One of the popular concepts in accounting is accounts payable (AP) which simply means the amount of money that a business owes to its suppliers or vendors, for the products or services offered on credit. Now, the important question is, is accounts payable a temporary or a permanent type of account? Let's find out.
Temporary accounts are ones that one gets to close at the close of the particular fiscal year. They are not accumulated to the subsequent financial period. Common examples include:
- Revenue accounts - Records and accumulated revenues such as sales, fees, earned interests, and others that are clear to the income summary account at the end of the financial year.
- Wages/bonuses - It is used to record wages, bonuses, and salaries among other expenses; the balances are transferred to the income summary at the end of the year.
- It is primarily used to record the dividends paid to the stockholders of the company. Both of the amounts were transferred to the retained earnings account.
- Income Summary - A temporary account that holds details of all temporary accounts at the end of the period to facilitate closing and is closed to the permanent retained earnings account.
However, unlike temporary accounts, balance sheet accounts such as assets, liabilities, and equity accounts retain the balances obtained at the end of an accounting period forward into the following year.
Like the cost of goods sold, accounts payable are classified under the current liability account and not the temporary account. The accounts that are still due and payable but have not been paid by the business are the unpaid bills that, are owed to vendors and suppliers. Consequently, the AP balance remains with the business for more than one accounting period and does not get transferred to the income summary.

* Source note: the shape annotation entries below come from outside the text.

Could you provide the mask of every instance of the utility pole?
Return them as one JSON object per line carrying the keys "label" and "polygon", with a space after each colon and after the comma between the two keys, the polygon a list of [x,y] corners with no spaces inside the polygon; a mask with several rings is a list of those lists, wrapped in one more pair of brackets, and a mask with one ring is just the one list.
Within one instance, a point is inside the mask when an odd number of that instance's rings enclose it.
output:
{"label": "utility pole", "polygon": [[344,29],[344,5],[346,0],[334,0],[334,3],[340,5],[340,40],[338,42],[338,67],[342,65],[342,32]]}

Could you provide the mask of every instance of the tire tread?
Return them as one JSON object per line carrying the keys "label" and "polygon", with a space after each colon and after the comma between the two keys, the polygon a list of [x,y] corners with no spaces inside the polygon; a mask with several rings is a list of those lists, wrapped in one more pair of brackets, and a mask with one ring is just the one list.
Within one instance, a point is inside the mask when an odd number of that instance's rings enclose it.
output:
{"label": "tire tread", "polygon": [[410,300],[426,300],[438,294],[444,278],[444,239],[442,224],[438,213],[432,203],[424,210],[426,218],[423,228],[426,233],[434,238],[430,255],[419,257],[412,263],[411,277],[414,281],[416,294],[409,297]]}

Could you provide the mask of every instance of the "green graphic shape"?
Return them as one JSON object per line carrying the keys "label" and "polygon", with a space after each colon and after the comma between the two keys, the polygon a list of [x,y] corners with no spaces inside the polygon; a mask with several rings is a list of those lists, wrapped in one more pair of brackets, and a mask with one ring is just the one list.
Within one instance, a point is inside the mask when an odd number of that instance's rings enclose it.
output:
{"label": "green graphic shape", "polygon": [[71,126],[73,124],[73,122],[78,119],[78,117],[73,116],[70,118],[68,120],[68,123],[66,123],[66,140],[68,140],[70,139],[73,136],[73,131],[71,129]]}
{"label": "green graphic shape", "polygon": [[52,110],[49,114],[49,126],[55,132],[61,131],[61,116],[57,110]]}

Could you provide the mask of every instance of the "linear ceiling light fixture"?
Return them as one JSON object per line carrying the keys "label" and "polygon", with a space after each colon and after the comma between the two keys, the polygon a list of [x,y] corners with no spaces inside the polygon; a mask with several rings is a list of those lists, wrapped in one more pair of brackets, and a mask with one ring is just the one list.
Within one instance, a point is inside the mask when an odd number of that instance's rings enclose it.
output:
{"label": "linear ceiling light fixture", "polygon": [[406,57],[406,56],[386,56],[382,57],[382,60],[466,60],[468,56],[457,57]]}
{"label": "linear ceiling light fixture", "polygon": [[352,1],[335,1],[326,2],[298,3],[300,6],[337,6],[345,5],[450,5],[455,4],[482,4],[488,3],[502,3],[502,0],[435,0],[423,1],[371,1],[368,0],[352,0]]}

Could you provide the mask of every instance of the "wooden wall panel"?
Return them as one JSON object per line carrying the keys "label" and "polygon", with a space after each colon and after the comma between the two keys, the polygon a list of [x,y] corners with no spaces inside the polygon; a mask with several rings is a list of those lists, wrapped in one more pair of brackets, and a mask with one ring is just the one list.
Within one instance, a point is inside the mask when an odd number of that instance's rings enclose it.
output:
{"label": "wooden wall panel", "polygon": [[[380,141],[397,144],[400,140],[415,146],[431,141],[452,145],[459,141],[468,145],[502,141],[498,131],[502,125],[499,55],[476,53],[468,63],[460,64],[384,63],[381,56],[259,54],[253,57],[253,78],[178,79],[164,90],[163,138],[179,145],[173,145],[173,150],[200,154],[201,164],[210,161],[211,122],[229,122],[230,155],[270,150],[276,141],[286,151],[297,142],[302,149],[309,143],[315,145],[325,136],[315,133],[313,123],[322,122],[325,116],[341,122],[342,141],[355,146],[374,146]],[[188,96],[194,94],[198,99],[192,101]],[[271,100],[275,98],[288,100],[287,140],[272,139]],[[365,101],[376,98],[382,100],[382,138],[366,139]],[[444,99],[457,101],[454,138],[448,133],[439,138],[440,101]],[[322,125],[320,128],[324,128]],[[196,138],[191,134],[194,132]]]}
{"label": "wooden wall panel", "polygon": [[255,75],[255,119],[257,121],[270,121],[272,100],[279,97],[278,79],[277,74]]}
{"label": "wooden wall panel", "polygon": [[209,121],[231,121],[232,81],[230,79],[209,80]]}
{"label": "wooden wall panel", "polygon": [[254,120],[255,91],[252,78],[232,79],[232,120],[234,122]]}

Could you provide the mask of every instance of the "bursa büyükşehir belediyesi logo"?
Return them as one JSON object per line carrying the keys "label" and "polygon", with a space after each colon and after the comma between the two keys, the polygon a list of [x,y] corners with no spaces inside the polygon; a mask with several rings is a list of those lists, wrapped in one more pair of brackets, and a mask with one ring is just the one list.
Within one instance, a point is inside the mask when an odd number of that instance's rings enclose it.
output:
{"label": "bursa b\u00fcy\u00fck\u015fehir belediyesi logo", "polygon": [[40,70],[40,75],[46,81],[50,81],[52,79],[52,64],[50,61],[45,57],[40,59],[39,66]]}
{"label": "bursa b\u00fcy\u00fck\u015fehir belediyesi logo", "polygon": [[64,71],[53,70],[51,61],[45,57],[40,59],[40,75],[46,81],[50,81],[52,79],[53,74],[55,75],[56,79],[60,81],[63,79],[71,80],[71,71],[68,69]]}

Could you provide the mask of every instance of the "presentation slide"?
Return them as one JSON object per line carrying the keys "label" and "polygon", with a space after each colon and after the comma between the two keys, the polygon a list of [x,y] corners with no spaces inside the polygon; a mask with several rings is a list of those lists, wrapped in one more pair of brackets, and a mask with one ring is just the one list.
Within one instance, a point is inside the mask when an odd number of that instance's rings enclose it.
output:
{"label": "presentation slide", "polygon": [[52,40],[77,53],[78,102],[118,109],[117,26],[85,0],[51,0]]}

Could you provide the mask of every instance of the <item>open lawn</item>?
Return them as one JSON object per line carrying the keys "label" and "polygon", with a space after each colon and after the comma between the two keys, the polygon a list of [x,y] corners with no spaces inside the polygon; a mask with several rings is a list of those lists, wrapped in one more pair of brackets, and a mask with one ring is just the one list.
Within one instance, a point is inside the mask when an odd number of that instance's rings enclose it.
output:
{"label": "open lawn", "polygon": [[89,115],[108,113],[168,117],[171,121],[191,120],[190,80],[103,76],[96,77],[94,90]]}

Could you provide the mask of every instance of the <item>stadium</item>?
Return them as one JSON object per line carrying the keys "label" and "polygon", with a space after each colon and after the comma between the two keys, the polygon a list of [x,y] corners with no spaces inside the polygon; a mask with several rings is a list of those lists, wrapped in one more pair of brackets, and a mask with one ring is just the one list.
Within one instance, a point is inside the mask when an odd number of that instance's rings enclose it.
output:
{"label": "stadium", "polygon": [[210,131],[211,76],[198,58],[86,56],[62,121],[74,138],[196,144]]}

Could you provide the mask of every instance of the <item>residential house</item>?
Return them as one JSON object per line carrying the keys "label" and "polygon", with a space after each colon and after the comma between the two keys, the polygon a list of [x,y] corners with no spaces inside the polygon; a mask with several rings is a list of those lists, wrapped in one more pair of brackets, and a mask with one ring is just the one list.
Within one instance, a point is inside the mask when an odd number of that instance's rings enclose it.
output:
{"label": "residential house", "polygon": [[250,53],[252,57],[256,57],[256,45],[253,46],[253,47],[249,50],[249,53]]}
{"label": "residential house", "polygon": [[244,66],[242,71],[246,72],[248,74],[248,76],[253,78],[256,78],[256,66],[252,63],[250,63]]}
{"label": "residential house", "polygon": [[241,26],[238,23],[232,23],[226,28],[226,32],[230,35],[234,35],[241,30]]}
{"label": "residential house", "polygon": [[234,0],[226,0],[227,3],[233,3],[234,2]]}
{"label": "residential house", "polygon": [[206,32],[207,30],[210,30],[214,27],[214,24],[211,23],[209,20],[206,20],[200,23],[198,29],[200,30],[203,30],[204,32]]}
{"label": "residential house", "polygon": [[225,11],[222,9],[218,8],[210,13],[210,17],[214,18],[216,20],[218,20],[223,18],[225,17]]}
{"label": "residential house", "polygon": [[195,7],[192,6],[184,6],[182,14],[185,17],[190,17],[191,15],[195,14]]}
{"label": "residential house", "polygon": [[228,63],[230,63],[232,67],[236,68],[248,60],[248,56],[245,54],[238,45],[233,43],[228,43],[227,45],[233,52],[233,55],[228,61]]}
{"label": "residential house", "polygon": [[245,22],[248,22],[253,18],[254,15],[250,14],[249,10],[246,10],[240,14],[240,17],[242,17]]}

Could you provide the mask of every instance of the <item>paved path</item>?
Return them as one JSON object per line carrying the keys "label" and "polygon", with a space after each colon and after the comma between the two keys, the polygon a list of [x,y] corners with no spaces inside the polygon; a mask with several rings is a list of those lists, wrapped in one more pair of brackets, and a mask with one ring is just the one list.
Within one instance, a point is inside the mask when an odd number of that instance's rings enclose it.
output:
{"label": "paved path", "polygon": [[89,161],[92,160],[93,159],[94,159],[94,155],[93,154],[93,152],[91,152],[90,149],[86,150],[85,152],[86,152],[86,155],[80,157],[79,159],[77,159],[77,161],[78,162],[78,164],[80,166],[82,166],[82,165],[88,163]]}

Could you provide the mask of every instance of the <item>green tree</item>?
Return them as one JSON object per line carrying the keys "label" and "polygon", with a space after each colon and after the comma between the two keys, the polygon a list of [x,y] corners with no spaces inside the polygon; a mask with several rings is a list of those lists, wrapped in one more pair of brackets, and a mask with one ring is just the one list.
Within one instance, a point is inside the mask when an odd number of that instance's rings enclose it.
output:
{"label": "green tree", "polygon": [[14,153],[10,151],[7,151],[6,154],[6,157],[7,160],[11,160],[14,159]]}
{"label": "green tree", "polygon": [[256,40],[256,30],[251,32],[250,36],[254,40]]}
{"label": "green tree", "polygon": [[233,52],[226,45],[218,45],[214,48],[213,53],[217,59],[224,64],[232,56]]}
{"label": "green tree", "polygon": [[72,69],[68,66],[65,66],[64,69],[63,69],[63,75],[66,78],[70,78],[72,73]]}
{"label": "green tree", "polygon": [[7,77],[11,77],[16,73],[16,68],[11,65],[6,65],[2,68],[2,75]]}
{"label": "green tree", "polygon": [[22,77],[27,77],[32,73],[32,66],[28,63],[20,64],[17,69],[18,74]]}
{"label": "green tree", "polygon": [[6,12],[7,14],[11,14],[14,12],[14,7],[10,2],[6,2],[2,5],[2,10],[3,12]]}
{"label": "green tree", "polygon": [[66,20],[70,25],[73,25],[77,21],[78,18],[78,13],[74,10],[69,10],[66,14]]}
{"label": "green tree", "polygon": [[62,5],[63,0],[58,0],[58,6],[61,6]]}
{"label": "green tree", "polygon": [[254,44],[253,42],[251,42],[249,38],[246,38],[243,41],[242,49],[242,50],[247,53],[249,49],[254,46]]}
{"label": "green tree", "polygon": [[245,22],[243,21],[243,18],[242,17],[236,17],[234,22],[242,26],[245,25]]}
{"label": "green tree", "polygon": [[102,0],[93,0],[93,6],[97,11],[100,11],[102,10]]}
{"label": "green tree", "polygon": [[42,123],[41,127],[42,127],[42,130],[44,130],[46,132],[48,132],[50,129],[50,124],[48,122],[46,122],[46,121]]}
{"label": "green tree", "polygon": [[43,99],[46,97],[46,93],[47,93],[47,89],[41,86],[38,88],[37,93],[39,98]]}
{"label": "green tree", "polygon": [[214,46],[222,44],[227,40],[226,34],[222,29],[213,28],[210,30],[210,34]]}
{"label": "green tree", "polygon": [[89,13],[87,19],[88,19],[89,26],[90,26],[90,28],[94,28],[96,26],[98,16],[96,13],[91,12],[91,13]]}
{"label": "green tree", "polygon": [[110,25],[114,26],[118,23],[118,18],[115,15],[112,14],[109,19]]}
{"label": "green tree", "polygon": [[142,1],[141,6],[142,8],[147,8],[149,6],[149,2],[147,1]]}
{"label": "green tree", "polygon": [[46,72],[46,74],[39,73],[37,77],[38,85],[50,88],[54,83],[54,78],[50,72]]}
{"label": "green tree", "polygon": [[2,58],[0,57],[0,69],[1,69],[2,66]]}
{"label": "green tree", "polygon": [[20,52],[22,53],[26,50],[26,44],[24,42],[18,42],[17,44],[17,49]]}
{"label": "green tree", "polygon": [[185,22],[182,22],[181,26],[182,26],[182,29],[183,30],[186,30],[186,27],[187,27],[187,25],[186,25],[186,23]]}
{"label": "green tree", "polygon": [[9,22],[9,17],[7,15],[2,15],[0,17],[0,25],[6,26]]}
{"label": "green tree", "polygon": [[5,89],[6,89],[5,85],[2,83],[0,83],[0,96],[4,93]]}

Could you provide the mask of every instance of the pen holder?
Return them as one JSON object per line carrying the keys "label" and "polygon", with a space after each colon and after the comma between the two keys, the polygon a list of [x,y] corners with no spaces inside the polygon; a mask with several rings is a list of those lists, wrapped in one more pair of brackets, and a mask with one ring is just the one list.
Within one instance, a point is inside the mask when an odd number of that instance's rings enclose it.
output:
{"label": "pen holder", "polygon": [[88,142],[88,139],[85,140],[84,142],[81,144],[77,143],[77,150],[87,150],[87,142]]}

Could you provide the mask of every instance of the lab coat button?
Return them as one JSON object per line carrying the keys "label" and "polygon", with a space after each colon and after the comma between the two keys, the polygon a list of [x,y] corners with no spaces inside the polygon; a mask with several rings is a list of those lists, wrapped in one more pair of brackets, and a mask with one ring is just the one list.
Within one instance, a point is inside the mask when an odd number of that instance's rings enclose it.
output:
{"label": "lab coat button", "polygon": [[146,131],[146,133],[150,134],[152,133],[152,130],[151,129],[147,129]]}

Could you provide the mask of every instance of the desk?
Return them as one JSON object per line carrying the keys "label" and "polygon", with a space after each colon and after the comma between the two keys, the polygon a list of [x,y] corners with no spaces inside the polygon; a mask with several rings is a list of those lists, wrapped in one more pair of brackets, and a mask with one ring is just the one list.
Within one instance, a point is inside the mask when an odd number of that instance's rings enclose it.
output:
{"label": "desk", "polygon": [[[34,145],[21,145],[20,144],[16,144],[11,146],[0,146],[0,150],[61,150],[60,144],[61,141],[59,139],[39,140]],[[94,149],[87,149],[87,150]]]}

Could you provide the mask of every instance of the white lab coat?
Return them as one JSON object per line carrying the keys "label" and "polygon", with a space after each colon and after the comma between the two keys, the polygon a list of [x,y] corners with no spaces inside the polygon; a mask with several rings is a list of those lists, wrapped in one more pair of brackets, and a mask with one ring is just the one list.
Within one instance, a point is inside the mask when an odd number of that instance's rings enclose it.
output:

Every vendor bill incurred gets entered in the accounts payable controlling account in the whole fiscal year. The balance sheet is now complete, and the AP balance with total unpaid vendor obligations remains in the general ledger at the end of closing. It appears in the first account payload of the new financial period when the account books re-open.
Here are some key characteristics of the AP account:
- Liability account – It is shown as the current liability as per the balance sheet and represents outstanding bills due.
- Organized account – AP holds debit balances from one year to another. Temporary accounts always have a zero balance at the end of the trial balance.
- = 365 / Average AP This gives an indication of how many times on average AP gets paid off during a year Payables turnover ratio
- Supporting papers – AP requires original and legal supporting papers such as suppliers’ invoices, contracts, purchase orders, etc. before accountants can make any payable.
- Subsidiary accounts – This is a master account for total payables and has several subsidiary accounts for payables to specific vendors based on the terms of the payment.
Temporary accounts only are closed during this process to the income summary account. Accounts payable, being an example of a permanent account under the liabilities section of the balance sheet, stays open alongside other balance sheet accounts. All the outstanding vendor balances that have not been settled up to the end of the year just forward to become the opening balances to AP in the new accounting period.
Accounts payable are real debts that are still owed to the suppliers or vendors for all products and Accounting Services that were provided but not paid for yet. Thus, it cannot be a temporary account that will be closed because the unpaid debts are carried forward to the next periods. The AP control account and the payables subsidiaries therefore are referred to in the balance sheet as permanent accounts.